Joseph Edwards Jr. (November 11, 1737 – April 23, 1783) was an American silversmith, active in Boston.

Edwards was born into a distinguished family of Boston silversmiths. His grandfather, John Edwards (1671-1746), came to Boston in 1688; after his death, he was described in the Boston Evening-Post of April 14, 1746, as "John Edwards, goldsmith" and "a Gentleman of a very fair Character and well respected by all that knew him." Three of his sons - Joseph Edwards (1707-1777) senior, Samuel Edwards, and Thomas Edwards - also became silversmiths.
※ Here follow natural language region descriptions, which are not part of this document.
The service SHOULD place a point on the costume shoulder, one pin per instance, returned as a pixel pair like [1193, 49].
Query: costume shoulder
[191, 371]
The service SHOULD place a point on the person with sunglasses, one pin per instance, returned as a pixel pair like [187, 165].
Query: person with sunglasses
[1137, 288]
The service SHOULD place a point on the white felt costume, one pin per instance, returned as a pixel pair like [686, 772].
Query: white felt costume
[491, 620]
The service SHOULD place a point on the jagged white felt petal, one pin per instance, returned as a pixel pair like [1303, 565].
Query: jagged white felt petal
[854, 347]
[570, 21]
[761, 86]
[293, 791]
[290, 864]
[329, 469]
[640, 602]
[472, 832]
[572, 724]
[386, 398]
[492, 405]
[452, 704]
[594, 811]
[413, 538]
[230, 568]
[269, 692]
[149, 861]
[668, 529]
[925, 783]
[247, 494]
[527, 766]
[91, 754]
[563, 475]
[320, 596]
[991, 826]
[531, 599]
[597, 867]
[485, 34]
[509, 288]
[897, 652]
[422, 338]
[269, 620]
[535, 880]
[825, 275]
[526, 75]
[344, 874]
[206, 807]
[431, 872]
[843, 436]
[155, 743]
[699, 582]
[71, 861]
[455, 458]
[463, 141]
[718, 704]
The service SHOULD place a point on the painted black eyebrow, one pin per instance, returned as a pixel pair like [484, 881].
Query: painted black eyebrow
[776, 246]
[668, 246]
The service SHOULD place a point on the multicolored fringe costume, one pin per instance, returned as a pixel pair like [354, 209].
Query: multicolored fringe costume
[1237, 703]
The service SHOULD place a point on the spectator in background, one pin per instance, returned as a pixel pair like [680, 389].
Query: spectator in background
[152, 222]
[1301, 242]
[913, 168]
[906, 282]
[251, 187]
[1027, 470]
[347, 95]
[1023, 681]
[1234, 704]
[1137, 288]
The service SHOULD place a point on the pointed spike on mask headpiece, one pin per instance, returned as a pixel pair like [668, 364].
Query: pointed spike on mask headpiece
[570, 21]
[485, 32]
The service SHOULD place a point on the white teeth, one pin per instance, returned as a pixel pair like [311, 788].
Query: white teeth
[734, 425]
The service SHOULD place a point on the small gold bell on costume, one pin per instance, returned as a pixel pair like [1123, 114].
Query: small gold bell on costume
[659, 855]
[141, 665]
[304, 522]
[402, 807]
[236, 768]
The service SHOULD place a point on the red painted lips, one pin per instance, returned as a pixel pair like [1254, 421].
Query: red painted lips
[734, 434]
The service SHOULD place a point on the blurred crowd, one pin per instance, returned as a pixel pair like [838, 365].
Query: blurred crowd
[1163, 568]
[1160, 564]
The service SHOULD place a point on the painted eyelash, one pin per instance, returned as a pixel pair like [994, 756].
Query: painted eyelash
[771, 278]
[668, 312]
The young Edwards appears to have apprenticed in the family, and advertised his own trade as early as 1758. According to a report in the Boston News-Letter of March 21, 1765, a thief broke into his shop and stole the following items: "34 pairs of wrought Silver Shoe Buckles, 20 pair of similar knee buckles, 6 pair of plain shoe buckles, 2 Silver Snuff Boxes, one with a Tortoise Shell Top, 9 Stock Buckles, 3 gold Necklaces, 5 gold Rings, several pair Stone Buttons, 3 pair brilliant Stone Earings, set in Gold, 5 pair gold cypher earings, several pair of silver cypher earings, several stone Rings; a Box of Gold Beads; 3 child’s Whistles; one pair of gold Buttons and 1 silver Pipe."

His work is collected in the Museum of Fine Arts, Boston, Metropolitan Museum of Art, Museum of Fine Arts, Houston, and Yale University Art Gallery.